Schwedische Forscher haben einen Miniatur-Quantenkühlkreis entwickelt, der elektromagnetisches Rauschen nicht bekämpft, sondern gezielt als Steuerressource einsetzt – ein Paradigmenwechsel im thermischen Management supraleitender Quantencomputer.
Chalmers-Forscher nutzen Quantenrauschen zur Kühlung von Qubits
Das Grundproblem: Kälte und Störsignale
Supraleitende Quantencomputer müssen auf Temperaturen nahe dem absoluten Nullpunkt gekühlt werden – auf etwa minus 273 Grad Celsius. Nur unter diesen Bedingungen entstehen die stabilen Quantenzustände in den Qubits, die für Berechnungen notwendig sind.
Das Problem: Die Kühlsysteme selbst erzeugen elektromagnetisches Rauschen, das die empfindlichen Quantenzustände destabilisieren kann. Bisherige Ansätze versuchten, dieses Rauschen zu minimieren oder abzuschirmen – mit begrenztem Erfolg bei steigender Systemgröße.
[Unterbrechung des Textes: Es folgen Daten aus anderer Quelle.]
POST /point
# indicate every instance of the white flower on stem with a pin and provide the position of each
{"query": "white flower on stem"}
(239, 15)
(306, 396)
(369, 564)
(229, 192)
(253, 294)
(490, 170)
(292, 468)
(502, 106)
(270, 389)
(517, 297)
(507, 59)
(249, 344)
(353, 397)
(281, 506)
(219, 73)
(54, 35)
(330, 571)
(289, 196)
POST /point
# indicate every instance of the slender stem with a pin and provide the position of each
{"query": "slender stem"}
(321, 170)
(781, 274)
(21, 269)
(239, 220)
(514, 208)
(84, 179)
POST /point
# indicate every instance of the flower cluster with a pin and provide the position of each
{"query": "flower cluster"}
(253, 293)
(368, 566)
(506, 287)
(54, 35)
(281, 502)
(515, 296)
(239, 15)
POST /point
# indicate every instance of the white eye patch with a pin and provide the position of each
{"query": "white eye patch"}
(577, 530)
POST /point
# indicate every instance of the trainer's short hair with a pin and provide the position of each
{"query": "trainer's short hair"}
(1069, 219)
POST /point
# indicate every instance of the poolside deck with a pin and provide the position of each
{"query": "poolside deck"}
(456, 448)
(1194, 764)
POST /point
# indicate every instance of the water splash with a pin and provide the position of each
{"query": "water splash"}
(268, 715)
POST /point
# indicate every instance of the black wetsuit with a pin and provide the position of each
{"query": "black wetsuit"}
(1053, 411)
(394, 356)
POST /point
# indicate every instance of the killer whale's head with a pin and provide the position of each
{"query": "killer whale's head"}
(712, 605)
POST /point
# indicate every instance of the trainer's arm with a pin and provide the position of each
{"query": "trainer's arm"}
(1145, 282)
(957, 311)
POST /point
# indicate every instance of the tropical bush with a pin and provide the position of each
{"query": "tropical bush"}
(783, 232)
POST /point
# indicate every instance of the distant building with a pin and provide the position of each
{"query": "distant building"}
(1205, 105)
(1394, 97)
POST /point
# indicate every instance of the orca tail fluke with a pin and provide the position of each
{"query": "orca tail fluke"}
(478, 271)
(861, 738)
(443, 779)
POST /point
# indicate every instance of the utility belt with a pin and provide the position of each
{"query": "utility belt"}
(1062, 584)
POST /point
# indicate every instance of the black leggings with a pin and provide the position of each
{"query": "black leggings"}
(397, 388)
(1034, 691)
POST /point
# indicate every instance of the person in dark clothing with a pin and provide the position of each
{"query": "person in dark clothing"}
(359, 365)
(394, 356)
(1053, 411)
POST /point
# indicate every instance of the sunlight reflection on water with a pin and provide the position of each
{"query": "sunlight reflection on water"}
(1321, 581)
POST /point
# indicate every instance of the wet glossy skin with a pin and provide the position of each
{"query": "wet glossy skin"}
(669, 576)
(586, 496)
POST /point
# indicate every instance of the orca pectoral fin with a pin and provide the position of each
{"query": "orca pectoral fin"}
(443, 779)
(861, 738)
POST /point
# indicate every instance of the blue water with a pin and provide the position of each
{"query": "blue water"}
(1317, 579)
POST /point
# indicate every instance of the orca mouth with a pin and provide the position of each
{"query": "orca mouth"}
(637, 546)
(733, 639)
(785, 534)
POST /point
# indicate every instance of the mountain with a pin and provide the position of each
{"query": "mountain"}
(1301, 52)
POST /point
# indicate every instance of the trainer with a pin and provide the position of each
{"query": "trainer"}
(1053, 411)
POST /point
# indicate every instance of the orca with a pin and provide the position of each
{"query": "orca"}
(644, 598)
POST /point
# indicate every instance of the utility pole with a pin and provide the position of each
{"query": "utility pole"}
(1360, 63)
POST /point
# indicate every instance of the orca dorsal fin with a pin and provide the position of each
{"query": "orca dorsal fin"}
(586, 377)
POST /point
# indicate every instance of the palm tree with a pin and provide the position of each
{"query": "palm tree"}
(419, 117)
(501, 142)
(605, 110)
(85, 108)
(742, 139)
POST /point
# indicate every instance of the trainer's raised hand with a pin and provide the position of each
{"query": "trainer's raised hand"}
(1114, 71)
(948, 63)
Umgekehrter Ansatz aus Göteborg
Forscher an der Chalmers University of Technology in Schweden haben dieses Prinzip nun umgekehrt. Sie entwickelten einen miniaturisierten Quantenkühlkreis, der kontrolliertes Mikrowellenrauschen aktiv nutzt, um Wärmetransport auf Quantenebene zu steuern.
Das System besteht aus zwei Mikrowellenkanälen, die als warme und kalte Wärmereservoire fungieren. Diese sind an ein künstliches Molekül gekoppelt, das aus zwei Qubits aufgebaut ist. Über seitliche Eingangsports wird gezieltes Mikrowellenrauschen eingespeist, das den Wärmefluss zwischen den Reservoiren reguliert.
Rauschen wird hier nicht als Fehlerquelle behandelt, sondern als steuerbare Ressource – ein fundamentaler Perspektivwechsel in der Quantenhardware-Forschung.
Das Gerät kann je nach Konfiguration als:
– Quantenkühlschrank
– Wärmekraftmaschine
– Energieverstärker innerhalb von Quantenschaltkreisen
betrieben werden. Die Steuerung erfolgt über die präzise Dosierung und Ausrichtung des eingespeisten Rauschens.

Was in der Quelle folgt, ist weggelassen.